The SRT also includes a marksman observer who provides an overhead perspective during missions. “Our average team is a pretty small, tight-knit group,” Edwards said. “The size can vary as Marines reach their end of active service and move to different duty stations. To maintain our numbers we hold a semi-annual screening process.”

SRT supervisors evaluate volunteers for screening from the base Provost Marshall’s Office on their physical fitness and proficiency on basic Marine tasks in order to ensure excellence in their team. Applicants are also screened during several interview boards to ensure the potential team mates have the personality traits essential to comprehensive team work.

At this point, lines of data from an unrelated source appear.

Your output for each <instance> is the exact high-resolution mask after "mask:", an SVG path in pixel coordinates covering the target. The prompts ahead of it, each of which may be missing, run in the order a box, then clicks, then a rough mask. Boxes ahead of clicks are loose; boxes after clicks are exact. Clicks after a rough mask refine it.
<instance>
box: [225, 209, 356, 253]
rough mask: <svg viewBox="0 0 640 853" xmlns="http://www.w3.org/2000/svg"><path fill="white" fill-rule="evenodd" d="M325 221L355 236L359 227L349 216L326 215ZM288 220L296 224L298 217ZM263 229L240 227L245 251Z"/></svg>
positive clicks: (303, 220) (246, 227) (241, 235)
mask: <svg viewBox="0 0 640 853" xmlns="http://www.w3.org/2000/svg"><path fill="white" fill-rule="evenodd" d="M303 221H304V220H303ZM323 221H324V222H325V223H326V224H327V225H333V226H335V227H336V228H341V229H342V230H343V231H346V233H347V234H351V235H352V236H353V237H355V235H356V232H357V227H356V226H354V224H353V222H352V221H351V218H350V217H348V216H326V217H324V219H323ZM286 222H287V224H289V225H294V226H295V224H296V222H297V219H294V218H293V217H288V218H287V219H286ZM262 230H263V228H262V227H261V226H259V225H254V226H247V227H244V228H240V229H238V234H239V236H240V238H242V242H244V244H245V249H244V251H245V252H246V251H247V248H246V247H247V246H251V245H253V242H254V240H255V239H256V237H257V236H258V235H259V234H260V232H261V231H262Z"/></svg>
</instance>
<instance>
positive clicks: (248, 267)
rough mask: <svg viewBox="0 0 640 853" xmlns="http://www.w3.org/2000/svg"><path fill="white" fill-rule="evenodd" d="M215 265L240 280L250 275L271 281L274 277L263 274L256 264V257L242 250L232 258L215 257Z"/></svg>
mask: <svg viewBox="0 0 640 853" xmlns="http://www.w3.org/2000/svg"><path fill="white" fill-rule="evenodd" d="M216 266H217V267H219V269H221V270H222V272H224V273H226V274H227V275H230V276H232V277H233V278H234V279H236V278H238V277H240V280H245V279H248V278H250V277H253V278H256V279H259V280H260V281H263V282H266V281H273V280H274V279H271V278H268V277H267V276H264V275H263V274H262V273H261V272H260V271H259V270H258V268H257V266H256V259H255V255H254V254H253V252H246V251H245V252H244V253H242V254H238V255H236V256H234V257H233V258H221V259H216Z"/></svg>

“Our selection is pretty tough,” said Lance Cpl. Jesse Rastetter, SRT shield Marine. “We need to run a first-class physical fitness test and combat fitness test and have an expert qualification score with our rifle and pistol. We go over some of the basics of room clearing and methods of entry into a room or building and do a lot of hard PT.”

Rastetter, a Sebring, Ohio native, has been receiving on the job training with the SRT for nearly two months : “At this point I’m just waiting to head out to Ft. Leonard Wood for our basic entry course”. The course is a two-week training curriculum that enables Marines to receive a secondary military occupational specialty as a basic entry Marine and serve in full capacity with the SRT, he said. “My Marines and I are always excited to get out and train,” Edwards said. “We try to get out to the range or conduct some sort of realistic training at least once a week.”

SRT is constantly developing and training for the evolution of possible situations and scenarios. They stay ready to react to any scenario that falls within their mission set.